Dass es für jeden einzelnen Spieler und Trainer Marco Rose nicht nur eine Prestigegeschichte und eine sportliche Herausforderung ist, sich in der K.o.-Runde als Gruppenzweiter mit einem weiteren ganz Großen aus Europas Fußball-Adel zu messen (der FC Liverpool, Manchester City, der FC Chelsea, Juventus Turin oder Paris Saint-Germain sind die Kandidaten), liegt auf der Hand: Denn jeder Auftritt auf höchster Ebene macht die Spieler interessanter auf dem Markt und steigert ihren Wert. Dass Borussia nebenbei ihre Postion als ein Bundesliga-Topteam sichert und der Abstand zu Klubs wie Frankfurt, Wolfsburg oder Hoffenheim wächst, kommt hinzu.
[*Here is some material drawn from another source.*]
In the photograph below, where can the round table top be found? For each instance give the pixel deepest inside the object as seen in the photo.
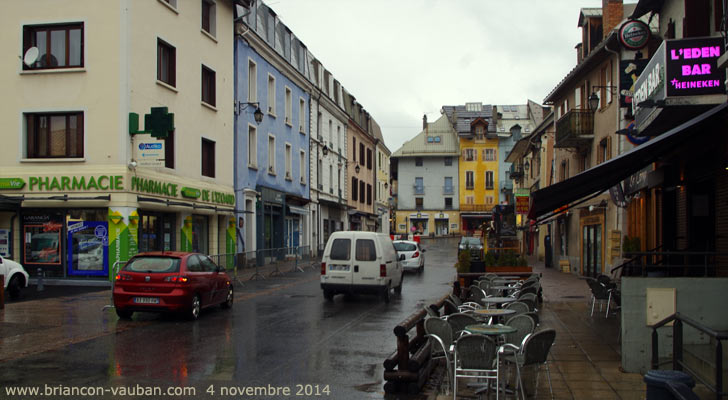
(498, 299)
(485, 329)
(494, 311)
Am Montag um 12 Uhr ist die Achtelfinal-Auslosung in Nyon, da werden die Borussen erneut fiebernd vor dem Bildschirm sitzen. Eine Tortur wird es aber nicht sein, sondern eine Freude, einzig das Gusto Einzelner könnte nicht getroffen werden. Dass viele Gladbacher ein Spiel an der legendären Anfield Road in Liverpool gern nehmen würden, haben sie längst wissen lassen. „City“gab es schon 2015 und 2016, Juve 2015, Paris wäre ein Novum, Chelsea ebenfalls. Die „Reds“hingegen wären fast die logische Fortführung der bisherigen Zulosung, denn schon Real Madrid und Inter waren geschichtlich extrem belegte Gegner. Zudem wäre es das Treffen Marco Roses mit seinem Kumpel Jürgen Klopp, das wäre weit mehr als eine pikante Randnotiz des Loses.
Rose wird, wenn er das liest, die Augen verdrehen. Für ihn spielen solche Dinge offiziell keine Rolle, er bleibt lieber cool und wird die Geschichte vor allem als Chance definieren. Er ließ auch wissen, dass es nun der Job sei, seriös auf das Spiel am Samstag gegen Hertha BSC in der Bundesliga (15.30 Uhr) umzuschalten. Die Königsklasse darf nicht die Sinne vernebeln für den Alltag. „Wir sind nur hier, weil wir im Tagesgeschäft gut waren. Wir wissen, dass man da performen und Punkte holen muss, um es wieder zu schaffen“, sagte Rose. Gegen Hertha gibt es dann auch keine Nachspielzeit auf dem Tablet, da muss es Borussia selbst regeln.